Karya ini diterbitkan atas izin NovelToon Kenjiro Dominic, isi konten hanyalah pandangan pribadi pembuatnya, tidak mewakili NovelToon sendiri
Bab 4 : Dokter Bodoh
Nama Albert Wijaya sangat terkenal di Kota Jaya.
Ia adalah seorang tokoh besar yang memiliki grup perusahaan raksasa. Setiap tahun, pajak yang dibayarkan perusahaannya mencapai puluhan miliar.
Orang dengan status seperti itu tentu memiliki pengaruh yang luar biasa.
Sedangkan Misela Wijaya...
Adalah putri kesayangannya.
Sejak kecil, kondisi kesehatan Misela memang kurang baik. Hampir semua dokter senior di rumah sakit mengetahui hal tersebut.
Karena itulah, ketika Bram melihat Kevin menempelkan jarinya di dada Misela, ia langsung marah besar.
Kevin mengerutkan kening.
Namun ia tetap menjelaskan dengan serius,
"Saya benar-benar tidak bisa melepaskan tangan saya."
"Kalau saya lepaskan, dia akan kembali mengalami syok."
"Bahkan bisa kehilangan nyawanya."
Saat itu, nenek yang sejak tadi memegang tas Kevin buru-buru maju.
Ia menyerahkan tas tersebut kepada Kevin sambil berkata,
"Dokter Bram, anak muda ini mengerti ilmu kedokteran."
"Dialah yang menyelamatkan gadis ini tadi."
"Lihat saja, dia bahkan membawa kitab pengobatan."
"Kitab pengobatan?"
Dokter Bram mengambil buku tua itu.
Ia membukanya beberapa lembar.
Lalu...
Sudut bibirnya langsung terangkat membentuk senyum sinis.
"Kitab pengobatan?"
"Ini?"
"Omong kosong macam apa ini?"
"Jelas-jelas hanya buku tua tak berguna."
"Kalian benar-benar mudah ditipu."
Selesai berbicara, Dokter Bram melemparkan kitab tersebut ke lantai.
Bahkan menendangnya hingga terlempar ke dekat tempat sampah.
Mata Kevin langsung memerah karena marah.
Itu adalah peninggalan leluhur keluarganya!
Meski selama ini ia sering mengeluh tentang kitab tersebut, itu tetap warisan yang ditinggalkan kakeknya.
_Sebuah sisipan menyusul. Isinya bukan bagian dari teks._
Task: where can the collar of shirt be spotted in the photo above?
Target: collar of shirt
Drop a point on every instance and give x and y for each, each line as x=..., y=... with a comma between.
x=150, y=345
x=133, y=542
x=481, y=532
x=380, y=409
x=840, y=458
Kevin mengepalkan tinju erat-erat.
Urat-urat di tangannya menonjol.
Namun demi keselamatan Misela, ia tetap menahan emosinya.
Dengan suara berat, ia berkata,
"Jika saya melepaskan tangan saya sekarang, racun dan energi aneh dalam tubuhnya akan kembali menyerang jantungnya."
"Kalau masih ringan, dia hanya akan syok."
"Kalau parah, dia bisa meninggal."
Dokter Bram mendengus dingin.
"Saya tidak peduli apa yang kau katakan."
"Saya adalah dokter di sini."
"Dan saya yang bertanggung jawab atas pasien ini."
"Lepaskan tanganmu dan keluar!"
"Sekarang!"
Tanpa menunggu jawaban, Dokter Bram langsung menepis tangan Kevin dari dada Misela Wijaya.
Tatapannya penuh penghinaan.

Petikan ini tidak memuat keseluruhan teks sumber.